131.ORTAKLARDAN ALACAKLAR                          59.000.-

131.01. Ortak (A)

131.01.001 Faiz ve KDV Tahakkuku

…………………………………………679.DİĞER O.DIŞI GEL. VE KARLAR       50.000.-

…………………………………………679.01. Ortak (A)

…………………………………………679.01.001 Faiz Geliri

…………………………………………391.HESAPLANAN KDV                                  9.000.-

…………………………………………391.01 İlave Edilecek KDV

__________________________        /             _____________________

III. DEĞERLENDİRME VE SONUÇ:

Dönem sonlarında çok sayıda işlem mevzuata uyumlu, genel kabul görmüş kaidelere göre sorunsuz yapılmaktadır.
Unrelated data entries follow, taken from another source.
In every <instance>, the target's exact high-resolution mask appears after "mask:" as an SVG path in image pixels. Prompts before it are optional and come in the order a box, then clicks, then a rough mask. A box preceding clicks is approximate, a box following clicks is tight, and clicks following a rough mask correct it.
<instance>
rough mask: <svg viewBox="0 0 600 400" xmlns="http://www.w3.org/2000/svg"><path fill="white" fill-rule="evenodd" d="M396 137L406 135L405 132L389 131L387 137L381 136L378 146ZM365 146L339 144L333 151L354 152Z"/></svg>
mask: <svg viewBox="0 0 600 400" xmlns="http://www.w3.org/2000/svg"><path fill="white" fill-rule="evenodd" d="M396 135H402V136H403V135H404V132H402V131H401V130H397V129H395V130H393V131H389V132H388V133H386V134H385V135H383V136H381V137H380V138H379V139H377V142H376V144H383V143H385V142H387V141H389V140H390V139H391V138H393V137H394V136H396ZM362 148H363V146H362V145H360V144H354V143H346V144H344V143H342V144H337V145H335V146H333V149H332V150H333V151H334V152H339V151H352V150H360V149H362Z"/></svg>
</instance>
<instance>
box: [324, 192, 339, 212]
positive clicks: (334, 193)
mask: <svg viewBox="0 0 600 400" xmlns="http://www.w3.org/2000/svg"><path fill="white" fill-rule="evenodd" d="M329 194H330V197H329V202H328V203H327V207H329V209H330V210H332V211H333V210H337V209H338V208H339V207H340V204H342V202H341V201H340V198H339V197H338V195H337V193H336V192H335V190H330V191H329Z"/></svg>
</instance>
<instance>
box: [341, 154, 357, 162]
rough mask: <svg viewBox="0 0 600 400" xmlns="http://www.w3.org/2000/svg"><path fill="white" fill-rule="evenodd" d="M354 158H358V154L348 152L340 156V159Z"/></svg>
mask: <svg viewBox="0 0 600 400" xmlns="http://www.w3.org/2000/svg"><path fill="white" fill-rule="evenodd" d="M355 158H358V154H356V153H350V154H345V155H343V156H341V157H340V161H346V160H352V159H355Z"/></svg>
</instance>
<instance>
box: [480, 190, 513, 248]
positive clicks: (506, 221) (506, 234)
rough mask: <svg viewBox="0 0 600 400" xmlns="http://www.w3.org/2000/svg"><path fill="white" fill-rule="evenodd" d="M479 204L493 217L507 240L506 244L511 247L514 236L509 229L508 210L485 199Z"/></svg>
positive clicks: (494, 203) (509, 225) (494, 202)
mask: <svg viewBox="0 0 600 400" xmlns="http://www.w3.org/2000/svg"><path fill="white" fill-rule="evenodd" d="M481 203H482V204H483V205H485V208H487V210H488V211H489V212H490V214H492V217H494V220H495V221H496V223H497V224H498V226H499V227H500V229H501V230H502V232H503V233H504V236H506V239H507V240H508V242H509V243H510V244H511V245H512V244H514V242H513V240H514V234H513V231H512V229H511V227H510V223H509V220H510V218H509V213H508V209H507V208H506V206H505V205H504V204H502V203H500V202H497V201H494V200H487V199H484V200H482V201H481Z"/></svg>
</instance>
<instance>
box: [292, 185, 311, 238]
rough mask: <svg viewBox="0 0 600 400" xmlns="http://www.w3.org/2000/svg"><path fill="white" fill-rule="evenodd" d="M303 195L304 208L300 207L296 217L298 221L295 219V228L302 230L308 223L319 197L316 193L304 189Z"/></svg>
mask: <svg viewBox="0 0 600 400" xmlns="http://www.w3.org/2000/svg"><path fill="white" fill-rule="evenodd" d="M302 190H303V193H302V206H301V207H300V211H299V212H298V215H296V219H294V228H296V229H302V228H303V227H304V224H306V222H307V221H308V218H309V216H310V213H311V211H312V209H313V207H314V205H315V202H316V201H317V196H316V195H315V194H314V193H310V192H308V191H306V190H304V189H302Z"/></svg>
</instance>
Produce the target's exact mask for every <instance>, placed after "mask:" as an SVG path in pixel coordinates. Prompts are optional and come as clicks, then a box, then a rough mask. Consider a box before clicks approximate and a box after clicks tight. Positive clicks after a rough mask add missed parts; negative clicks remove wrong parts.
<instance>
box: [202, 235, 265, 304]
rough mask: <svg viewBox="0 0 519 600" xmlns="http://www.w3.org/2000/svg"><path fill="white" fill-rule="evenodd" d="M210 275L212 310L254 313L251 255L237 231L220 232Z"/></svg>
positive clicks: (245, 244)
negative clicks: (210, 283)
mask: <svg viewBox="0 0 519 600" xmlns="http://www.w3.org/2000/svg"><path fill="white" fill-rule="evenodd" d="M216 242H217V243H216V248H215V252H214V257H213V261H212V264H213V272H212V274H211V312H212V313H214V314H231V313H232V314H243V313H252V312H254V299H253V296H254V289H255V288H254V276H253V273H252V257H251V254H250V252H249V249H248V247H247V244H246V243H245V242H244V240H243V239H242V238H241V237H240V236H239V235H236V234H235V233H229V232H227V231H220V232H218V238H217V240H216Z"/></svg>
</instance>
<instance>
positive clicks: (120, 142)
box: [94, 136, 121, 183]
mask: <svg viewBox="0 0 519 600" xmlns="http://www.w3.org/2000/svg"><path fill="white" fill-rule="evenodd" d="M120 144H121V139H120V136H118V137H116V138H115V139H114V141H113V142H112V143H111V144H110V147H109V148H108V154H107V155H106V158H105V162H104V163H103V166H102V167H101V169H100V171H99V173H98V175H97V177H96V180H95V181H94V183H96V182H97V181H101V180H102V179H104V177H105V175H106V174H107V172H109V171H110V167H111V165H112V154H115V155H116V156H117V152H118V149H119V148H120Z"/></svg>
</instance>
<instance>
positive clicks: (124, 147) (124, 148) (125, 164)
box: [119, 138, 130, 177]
Ancak, yukarıda detaylarını belirttiğimiz iki konuda sorunlar devam etmektedir.

Ticari kazancın elde edilmesi ve idame ettirilmesi için yapılması zorunlu olan, ancak çeşitli nedenlerle mali kârın tespitinde indirimine izin verilmeyen giderler ticari kârı ve buna bağlı tüm teknik hesapları etkilemektedir. Muhasebe uygulamalarında ise, hatalı veya yanlış işlemlere sebebiyet vermemek için kayıt sırasında KKEG lerin Nazım hesaplarda izlenmesi, dönem sonlarında yapılan kontrol ve revizyonlarda ise doğru rakamların beyannamede matraha ilavesine dikkat edilmesi gerekmektedir.

Ülkemizde nedenleri çok derin ve karmaşık olan kayıt dışılık devam ettikçe, buna bağlı olumsuzlular dönem sonlarında veya incelemelerde işletmeler için sorun olmaya devam edecektir. Bizim bu konudaki önerimiz sorunun kaynağı ortadan kalkıncaya kadar, hiç olmazsa işletmelerin doğru muhasebe kayıtları sonucu sağlıklı mali tablolar elde etmeleridir.
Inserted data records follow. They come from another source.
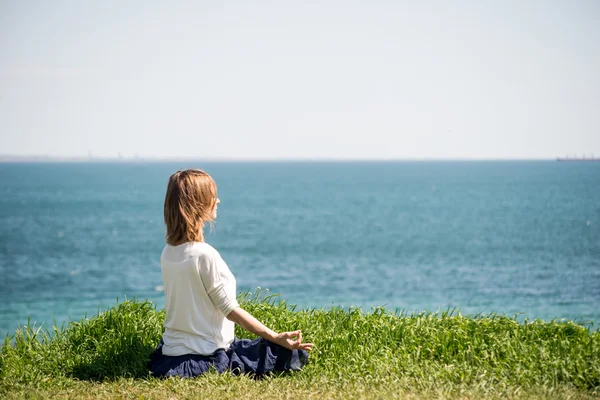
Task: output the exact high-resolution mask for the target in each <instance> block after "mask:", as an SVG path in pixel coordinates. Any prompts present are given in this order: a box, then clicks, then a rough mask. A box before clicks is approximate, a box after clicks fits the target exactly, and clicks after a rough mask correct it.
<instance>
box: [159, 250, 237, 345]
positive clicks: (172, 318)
mask: <svg viewBox="0 0 600 400" xmlns="http://www.w3.org/2000/svg"><path fill="white" fill-rule="evenodd" d="M160 266H161V270H162V278H163V282H164V289H165V309H166V312H167V316H166V318H165V333H164V335H163V341H164V345H163V348H162V352H163V354H164V355H167V356H179V355H183V354H202V355H209V354H212V353H214V352H215V351H216V350H217V349H226V348H227V347H229V345H230V344H231V343H232V342H233V339H234V323H233V322H232V321H229V320H228V319H227V318H225V316H226V315H228V314H229V313H230V312H231V311H233V310H234V309H235V308H236V307H239V304H238V302H237V300H236V293H235V292H236V283H235V277H234V276H233V274H232V273H231V271H230V270H229V267H228V266H227V264H226V263H225V261H224V260H223V258H221V255H220V254H219V252H218V251H217V250H216V249H214V248H213V247H212V246H211V245H209V244H208V243H202V242H189V243H184V244H181V245H179V246H171V245H166V246H165V248H164V250H163V252H162V255H161V257H160Z"/></svg>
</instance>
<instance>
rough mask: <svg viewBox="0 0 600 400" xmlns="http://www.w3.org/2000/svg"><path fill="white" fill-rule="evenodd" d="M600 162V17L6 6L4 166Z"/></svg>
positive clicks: (132, 2)
mask: <svg viewBox="0 0 600 400" xmlns="http://www.w3.org/2000/svg"><path fill="white" fill-rule="evenodd" d="M90 153H91V154H92V155H93V157H116V156H117V154H118V153H121V154H122V155H123V156H124V157H127V158H130V157H133V156H134V155H136V154H137V155H138V156H140V157H159V158H171V157H186V158H189V157H198V158H224V159H289V158H293V159H297V158H300V159H321V158H327V159H396V158H400V159H404V158H410V159H413V158H418V159H420V158H425V159H434V158H483V159H487V158H553V157H555V156H564V155H575V154H577V155H578V156H581V155H582V154H585V155H590V154H592V153H594V155H595V156H596V157H599V156H600V1H597V0H589V1H585V0H578V1H572V0H564V1H558V0H557V1H552V0H541V1H536V0H527V1H522V0H502V1H497V0H487V1H479V0H473V1H416V0H415V1H396V0H387V1H384V0H380V1H378V0H374V1H353V0H343V1H328V0H321V1H284V0H275V1H252V0H245V1H200V0H198V1H189V2H185V1H169V2H167V1H121V0H119V1H113V0H110V1H93V2H92V1H79V0H73V1H65V0H54V1H45V0H43V1H28V0H25V1H18V0H14V1H8V0H0V155H24V156H29V155H49V156H64V157H74V156H81V157H87V156H88V155H89V154H90Z"/></svg>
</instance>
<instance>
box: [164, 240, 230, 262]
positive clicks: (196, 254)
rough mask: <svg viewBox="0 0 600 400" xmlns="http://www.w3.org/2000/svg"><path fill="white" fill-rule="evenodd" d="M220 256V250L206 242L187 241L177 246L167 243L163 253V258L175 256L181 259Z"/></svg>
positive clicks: (207, 258) (167, 257)
mask: <svg viewBox="0 0 600 400" xmlns="http://www.w3.org/2000/svg"><path fill="white" fill-rule="evenodd" d="M218 257H220V255H219V252H218V251H217V250H216V249H215V248H214V247H212V246H211V245H210V244H208V243H205V242H187V243H183V244H180V245H177V246H172V245H170V244H167V245H166V246H165V247H164V249H163V251H162V255H161V258H167V259H169V258H175V259H181V260H184V259H189V258H200V259H210V258H218Z"/></svg>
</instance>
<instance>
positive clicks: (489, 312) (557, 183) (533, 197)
mask: <svg viewBox="0 0 600 400" xmlns="http://www.w3.org/2000/svg"><path fill="white" fill-rule="evenodd" d="M190 167H192V168H202V169H205V170H206V171H207V172H209V173H210V174H211V175H212V176H213V177H214V178H215V180H216V181H217V184H218V190H219V197H220V199H221V204H220V205H219V216H218V220H217V223H216V224H215V229H214V231H213V232H212V233H210V234H207V235H206V239H207V241H208V242H209V243H211V244H212V245H213V246H214V247H216V248H217V249H218V250H219V251H220V252H221V254H222V256H223V258H224V259H225V261H226V262H227V263H228V265H229V267H230V269H231V270H232V272H233V273H234V274H235V275H236V278H237V282H238V291H243V290H254V289H255V288H256V287H261V288H263V289H265V288H268V289H269V290H270V292H273V293H279V294H280V296H281V297H282V298H283V299H285V300H286V301H287V302H288V303H290V304H296V305H298V306H299V307H317V308H330V307H332V306H343V307H350V306H357V307H361V308H363V309H364V310H366V311H367V310H369V309H370V308H371V307H374V306H384V307H386V308H388V309H390V310H403V311H404V312H413V311H424V310H428V311H437V310H447V309H453V308H458V309H460V311H461V312H462V313H463V314H477V313H484V314H486V313H499V314H507V315H515V314H517V313H522V314H521V317H522V318H529V319H534V318H541V319H545V320H549V319H554V318H558V319H561V318H568V319H576V320H578V321H594V322H595V324H596V326H597V323H598V322H600V163H593V162H588V163H584V162H582V163H577V162H573V163H559V162H554V161H477V162H476V161H473V162H450V161H448V162H261V163H241V162H240V163H205V162H183V161H182V162H177V163H158V162H156V163H141V162H140V163H124V162H123V163H14V164H13V163H5V164H0V192H1V194H2V196H0V334H1V335H2V336H4V335H5V334H6V333H8V332H13V331H14V330H15V328H16V327H17V326H18V325H23V324H25V323H27V320H28V318H30V320H31V322H34V321H35V322H36V323H37V324H41V323H45V324H53V323H57V324H59V325H60V324H62V323H64V322H66V321H69V320H79V319H80V318H81V317H83V316H84V315H88V316H91V315H93V314H95V313H97V312H98V310H103V309H106V308H108V307H110V306H112V305H114V304H115V303H116V301H117V299H119V300H124V299H125V298H127V299H131V298H138V299H145V298H147V299H150V300H152V301H153V302H155V303H157V306H158V307H162V306H163V305H164V295H163V292H162V288H161V285H162V281H161V274H160V265H159V257H160V253H161V251H162V248H163V246H164V225H163V221H162V204H163V199H164V192H165V189H166V182H167V179H168V177H169V175H170V174H172V173H173V172H175V171H176V170H178V169H182V168H190Z"/></svg>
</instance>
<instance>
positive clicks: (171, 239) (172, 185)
mask: <svg viewBox="0 0 600 400" xmlns="http://www.w3.org/2000/svg"><path fill="white" fill-rule="evenodd" d="M216 205H217V184H216V183H215V181H214V180H213V178H211V176H210V175H209V174H207V173H206V172H204V171H202V170H199V169H186V170H184V171H177V172H176V173H174V174H173V175H171V177H170V178H169V184H168V186H167V194H166V195H165V225H166V227H167V234H166V241H167V243H168V244H170V245H172V246H177V245H180V244H183V243H186V242H203V241H204V233H203V228H204V224H205V223H206V222H210V224H211V228H212V226H213V220H214V209H215V206H216Z"/></svg>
Özellikle kurumsal yapısını oturtamamış işletmelerde sıklıkla rastlanılan kasa fazlalıkları her dönem sonunda sorun olmaktadır. Net bir yasal dayanağı olmayan ve yıllardır işletmelerin uyguladığı adat yöntemi ile faiz hesabı, köklü ve kalıcı bir çözüm olmaktan ziyade o anı veya dönem sonunu kurtarmış olmaktan ibaret bir uygulamadır. Dolayısı ile, dönem sonlarında kasa hesabına faiz uygulamakla kasa fazlası yok edilemez. Ayrıca, hesaplanan faizin gelir yazılarak kasa hesabının borcuna yazılması zaten fiktif olan kasa fazlasını daha da artıracaktır.
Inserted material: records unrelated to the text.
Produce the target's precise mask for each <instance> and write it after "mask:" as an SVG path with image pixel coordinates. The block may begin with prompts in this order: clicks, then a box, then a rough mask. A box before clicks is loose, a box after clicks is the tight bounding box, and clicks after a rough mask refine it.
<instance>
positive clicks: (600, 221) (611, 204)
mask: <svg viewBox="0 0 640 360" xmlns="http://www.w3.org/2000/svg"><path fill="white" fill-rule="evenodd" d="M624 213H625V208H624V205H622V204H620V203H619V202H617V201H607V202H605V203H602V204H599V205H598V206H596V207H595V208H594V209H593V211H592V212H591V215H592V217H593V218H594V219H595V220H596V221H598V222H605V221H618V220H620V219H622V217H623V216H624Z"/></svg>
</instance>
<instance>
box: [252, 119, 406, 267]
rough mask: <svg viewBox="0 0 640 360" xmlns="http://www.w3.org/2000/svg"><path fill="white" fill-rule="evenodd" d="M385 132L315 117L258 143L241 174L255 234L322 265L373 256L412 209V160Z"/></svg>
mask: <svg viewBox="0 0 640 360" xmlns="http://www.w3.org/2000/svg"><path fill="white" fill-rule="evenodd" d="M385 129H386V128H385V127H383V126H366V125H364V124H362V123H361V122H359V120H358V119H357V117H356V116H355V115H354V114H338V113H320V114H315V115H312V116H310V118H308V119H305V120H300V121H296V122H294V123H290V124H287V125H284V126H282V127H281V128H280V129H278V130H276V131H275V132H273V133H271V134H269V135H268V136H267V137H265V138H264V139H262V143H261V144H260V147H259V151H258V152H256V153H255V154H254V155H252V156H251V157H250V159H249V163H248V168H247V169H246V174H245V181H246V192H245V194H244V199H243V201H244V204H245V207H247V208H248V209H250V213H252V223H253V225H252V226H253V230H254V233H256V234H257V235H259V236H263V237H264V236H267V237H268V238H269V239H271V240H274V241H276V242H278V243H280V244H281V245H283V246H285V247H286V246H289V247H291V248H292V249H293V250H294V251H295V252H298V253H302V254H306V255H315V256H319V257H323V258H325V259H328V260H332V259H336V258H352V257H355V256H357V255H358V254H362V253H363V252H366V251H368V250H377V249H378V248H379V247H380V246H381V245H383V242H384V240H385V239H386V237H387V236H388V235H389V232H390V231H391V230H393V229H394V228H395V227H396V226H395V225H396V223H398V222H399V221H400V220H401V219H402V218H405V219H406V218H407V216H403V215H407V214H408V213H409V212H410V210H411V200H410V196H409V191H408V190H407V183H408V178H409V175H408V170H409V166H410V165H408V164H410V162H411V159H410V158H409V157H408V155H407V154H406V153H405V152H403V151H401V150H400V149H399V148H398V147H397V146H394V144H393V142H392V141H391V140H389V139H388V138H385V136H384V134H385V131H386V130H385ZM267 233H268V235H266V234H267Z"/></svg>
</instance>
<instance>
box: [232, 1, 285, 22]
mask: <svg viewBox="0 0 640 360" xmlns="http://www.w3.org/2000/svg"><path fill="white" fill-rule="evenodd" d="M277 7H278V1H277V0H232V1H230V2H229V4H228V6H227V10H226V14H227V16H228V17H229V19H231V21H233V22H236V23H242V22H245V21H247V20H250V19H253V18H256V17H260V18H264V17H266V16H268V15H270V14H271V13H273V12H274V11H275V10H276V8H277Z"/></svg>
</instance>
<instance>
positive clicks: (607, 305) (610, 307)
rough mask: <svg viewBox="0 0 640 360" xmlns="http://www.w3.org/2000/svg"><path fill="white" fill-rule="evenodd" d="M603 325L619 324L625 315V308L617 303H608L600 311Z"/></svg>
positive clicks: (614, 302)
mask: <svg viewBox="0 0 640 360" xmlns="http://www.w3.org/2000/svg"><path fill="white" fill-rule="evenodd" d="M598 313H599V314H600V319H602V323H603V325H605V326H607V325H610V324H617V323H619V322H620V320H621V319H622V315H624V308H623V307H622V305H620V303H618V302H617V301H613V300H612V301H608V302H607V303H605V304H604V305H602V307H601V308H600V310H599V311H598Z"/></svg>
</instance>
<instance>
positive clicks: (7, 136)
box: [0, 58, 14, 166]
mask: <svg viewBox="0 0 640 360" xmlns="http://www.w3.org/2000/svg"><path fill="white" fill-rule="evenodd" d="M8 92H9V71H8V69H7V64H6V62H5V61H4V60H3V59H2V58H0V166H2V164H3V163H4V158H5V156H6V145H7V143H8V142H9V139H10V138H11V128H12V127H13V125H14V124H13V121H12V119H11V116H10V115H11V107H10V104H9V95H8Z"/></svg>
Ortakların işletmeden çektikleri ve kaydedildikleri ortaklardan alacaklar hesabı da yıllardır vergi mevzuatı karşısında sorun olmuştur. Ortaklar cari hesabında, ortakların işletmeden çektiği paralar dışında, zaman zaman ortakların kişisel harcama bedelleri, işletme ile ilgili olmayan giderler, hesap hataları sonucu oluşan farklar, tasfiye edilen hesap bakiyeleri gibi işlemlerde yer alabilmektedır. Bu konuda, yeni Türk Ticaret Kanunu’nda kalıcı bir çözüm (yasak) getirilirken, daha sonra TTK’daki düzenleme ile ortakların işletmeden para çekme işlemi yumuşatılarak bazı şartlara bağlanmıştır. Ancak, bu düzenleme sonrası da belli şartlarda ortakların şirketten para çekmesi vergi mevzuatına göre sorgulanmaya devam edecektir. Ortakların kâr payı veya kâr dağıtımı dışında şirketten çektikleri paralara faiz ve bu faize de KDV uygulanmalıdır.

Uygulamada, ortaklardan alacaklar hesabının arka planında kâr dağıtımı prosedürüne (mevzuatına) uyulmaması yatmaktadır. Diğer bir ifade ile, özellikle kurumlarda kâr dağıtım stopajı (%15) çok yüksek olduğundan, kişiler bundan kaçınmak için çektikleri parayı şirkete borçlanmış gibi göstermektedirler. Bu da dönem sonlarında, yukarıda bahsettiğimiz sorunlara yol açmaktadır. Kurumlar Vergisi oranı (%20) ülkemiz şartları için makul bir orandır ancak, kurumlar vergisi ödendikten sonra kârın dağıtılması halinde ayrıca Stopaj (%15) adı altında ilave bir vergi alınması, mükelleflerin hatalı veya yanlış işlem yapmalarına yol açmaktadır. Bunun sonucu da, kasa bakiyeleri veya ortaklardan alacaklar hesabının kalanı gerçekleri yansıtmadığından mali tabloların dengesini bozmaktadır.